KABUL afp | Bei einem Angriff auf ein Luxushotel in der afghanischen Hauptstadt Kabul sind am Donnerstagabend mindestens zwölf Menschen getötet worden, darunter die vier minderjährigen Angreifer. Der Überfall, zu dem sich die radikalislamischen Taliban bekannten, richtete sich gegen das Hotel Serena.

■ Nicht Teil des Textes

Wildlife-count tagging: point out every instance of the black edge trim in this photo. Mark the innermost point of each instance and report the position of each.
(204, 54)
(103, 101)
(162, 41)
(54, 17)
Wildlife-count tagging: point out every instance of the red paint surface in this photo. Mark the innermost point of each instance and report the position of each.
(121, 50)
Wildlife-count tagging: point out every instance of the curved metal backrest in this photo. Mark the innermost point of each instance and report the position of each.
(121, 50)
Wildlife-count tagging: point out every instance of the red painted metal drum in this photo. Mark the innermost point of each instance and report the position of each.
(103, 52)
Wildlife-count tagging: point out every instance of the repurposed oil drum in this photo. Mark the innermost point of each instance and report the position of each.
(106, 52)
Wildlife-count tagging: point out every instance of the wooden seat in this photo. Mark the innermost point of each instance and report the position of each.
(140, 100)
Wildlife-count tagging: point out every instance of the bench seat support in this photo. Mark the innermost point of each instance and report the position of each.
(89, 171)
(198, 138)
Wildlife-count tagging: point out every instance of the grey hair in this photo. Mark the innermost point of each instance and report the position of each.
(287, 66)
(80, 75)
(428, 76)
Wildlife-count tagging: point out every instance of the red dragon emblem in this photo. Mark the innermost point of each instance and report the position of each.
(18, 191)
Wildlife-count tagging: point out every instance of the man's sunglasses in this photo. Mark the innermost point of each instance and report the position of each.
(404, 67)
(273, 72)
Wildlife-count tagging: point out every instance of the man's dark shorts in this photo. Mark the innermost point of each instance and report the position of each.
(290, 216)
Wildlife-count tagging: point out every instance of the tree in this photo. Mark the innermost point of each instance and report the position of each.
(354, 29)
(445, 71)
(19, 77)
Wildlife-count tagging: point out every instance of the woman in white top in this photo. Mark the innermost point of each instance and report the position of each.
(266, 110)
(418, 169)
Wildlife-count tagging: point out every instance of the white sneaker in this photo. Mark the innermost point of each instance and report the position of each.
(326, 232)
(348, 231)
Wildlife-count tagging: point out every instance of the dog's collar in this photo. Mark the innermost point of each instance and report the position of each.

Unter den Getöteten war ein Ex-Diplomat aus Paraguay, der sich als Wahlbeobachter für die Präsidentenwahl in Afghanistan zur Verfügung gestellt hatte. Auch ein Reporter der Nachrichtenagentur AFP, seine Ehefrau und zwei seiner drei Kinder sind getötet worden. Bei dem Journalisten handelt es sich um den 40-jährigen Sardar Ahmad, wie AFP am Freitag meldete.
Drei Stunden vor Beginn des Angriffs hatten vier junge Männer das Hotel mit in ihren Socken versteckten Pistolen betreten. Erst mit einem gewissen Zeitverzug kam es dann zu einer Schießerei in dem bei Ausländern beliebten Hotel, das als das luxuriöseste der Stadt gilt. Schon 2008 war das Serena Ziel eines Taliban-Angriffs gewesen, bei dem acht Menschen getötet wurden.
Die neuerliche Attacke ereignete sich zwei Wochen vor Beginn der Präsidentschaftswahl, deren Vorbereitung von den Taliban gewaltsam sabotiert wird. Der Sprecher des Innenministeriums, Sedik Sedikki, sagte, unter den Getöteten seien drei Frauen und zwei Kinder. Die vier Angreifer wurden von afghanischen Sicherheitskräften erschossen.
Ebenfalls am Donnerstag stürmten Taliban-Kämpfer zudem eine Polizeistation in der ostafghanischen Stadt Dschalalabad und brachten dort zehn Sicherheitsbeamte um. Bei dem Angriff wurde auch eine an einen Lastwagen montierte Bombe gezündet.